While a not insubstantial global audience is currently watching AC Milan and Tottenham in the Champions League (with the hosts trailing, 1-0), let’s consider for a moment, soccer broadcasting on the somewhat less glamorous end of the spectrum. With the 2009 collapse of Setanta Sport, the majority of the subscription service’s coveted properties (ie. whatever EPL games Sky didn’t already hold rights to, daily updates on Tony Kornheiser’s viewing choices on American TV channels no one in the UK was familiar with) were quickly snapped up by ESPN’s burgeoning operation in Britain. However, other Setanta fixtures — Gaelic football, NASCAR, etc. were homeless until the formation of Premier Sports TV, a Luxemborg-based concern co-owned by one Setanta’s former principals. As When Saturday’s Comes Andy Brassell explains, the channel’s £6.99 per month fee has proved decidedly unattractive to fans of the Blue Square Premier League, better known as the Football Conference.

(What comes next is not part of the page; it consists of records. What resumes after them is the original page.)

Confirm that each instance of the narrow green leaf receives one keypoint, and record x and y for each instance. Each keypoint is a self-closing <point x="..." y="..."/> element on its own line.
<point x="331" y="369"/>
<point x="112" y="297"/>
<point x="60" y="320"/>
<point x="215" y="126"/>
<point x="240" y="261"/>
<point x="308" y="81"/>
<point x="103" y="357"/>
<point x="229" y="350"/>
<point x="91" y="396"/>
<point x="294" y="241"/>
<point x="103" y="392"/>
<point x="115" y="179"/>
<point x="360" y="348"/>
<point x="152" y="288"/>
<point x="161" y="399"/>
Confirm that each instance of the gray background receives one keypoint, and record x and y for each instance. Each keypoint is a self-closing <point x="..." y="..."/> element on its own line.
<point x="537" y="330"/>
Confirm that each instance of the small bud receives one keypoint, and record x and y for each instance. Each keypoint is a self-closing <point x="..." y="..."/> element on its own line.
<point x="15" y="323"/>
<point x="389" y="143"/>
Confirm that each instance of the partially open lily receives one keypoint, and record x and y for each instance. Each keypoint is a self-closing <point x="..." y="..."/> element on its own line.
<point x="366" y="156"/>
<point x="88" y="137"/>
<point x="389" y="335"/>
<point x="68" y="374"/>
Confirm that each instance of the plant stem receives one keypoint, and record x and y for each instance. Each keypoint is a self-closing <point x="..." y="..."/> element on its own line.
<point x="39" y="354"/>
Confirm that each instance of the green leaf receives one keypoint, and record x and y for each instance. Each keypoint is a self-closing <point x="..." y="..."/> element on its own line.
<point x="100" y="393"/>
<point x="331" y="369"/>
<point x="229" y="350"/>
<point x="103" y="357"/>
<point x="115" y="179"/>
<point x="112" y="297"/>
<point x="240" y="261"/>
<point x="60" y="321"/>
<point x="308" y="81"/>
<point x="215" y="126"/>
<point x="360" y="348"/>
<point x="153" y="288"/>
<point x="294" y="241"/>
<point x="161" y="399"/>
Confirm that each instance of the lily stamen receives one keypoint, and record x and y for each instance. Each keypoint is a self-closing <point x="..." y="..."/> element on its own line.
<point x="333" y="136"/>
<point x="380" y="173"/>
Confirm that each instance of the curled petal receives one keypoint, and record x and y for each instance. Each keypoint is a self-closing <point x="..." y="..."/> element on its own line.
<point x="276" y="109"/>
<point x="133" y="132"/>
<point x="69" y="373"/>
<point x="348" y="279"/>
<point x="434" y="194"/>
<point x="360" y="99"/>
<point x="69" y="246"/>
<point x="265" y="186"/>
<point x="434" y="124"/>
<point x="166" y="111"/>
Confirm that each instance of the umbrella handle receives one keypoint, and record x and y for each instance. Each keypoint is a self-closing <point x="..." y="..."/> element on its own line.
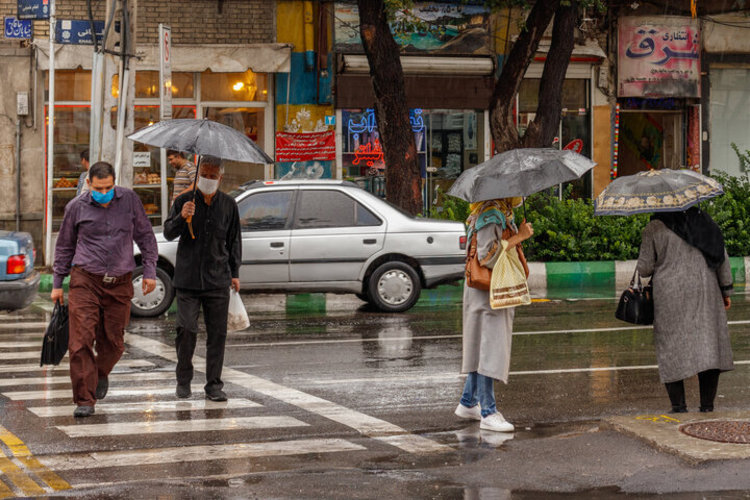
<point x="189" y="220"/>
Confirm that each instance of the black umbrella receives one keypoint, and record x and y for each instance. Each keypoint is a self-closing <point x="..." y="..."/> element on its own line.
<point x="202" y="137"/>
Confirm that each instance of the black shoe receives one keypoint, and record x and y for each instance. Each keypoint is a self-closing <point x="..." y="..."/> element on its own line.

Premier pulled out of broadcasting Darlington v Barrrow on January 3 thinking the game would be frozen off. It wasn’t. An extraordinary statement later appeared on the channel’s Facebook page, blaming farrago on inaccurate weather forecasts and the amount of office staff on holiday, but trumpeting that it had fully compensated the “three people who signed up online under the presumption this game was going ahead on TV.”
Premier’s Richard Webb apologized, saying the channel were keen not to lose “between £15,000 to £20,000” due to a late postponement. “We just don’t want to throw away money and jeopardise the amount of games we’re showing,” he argued. He then refused to discuss if there was a break clause under which Premier could leave the 3-year profit share deal early.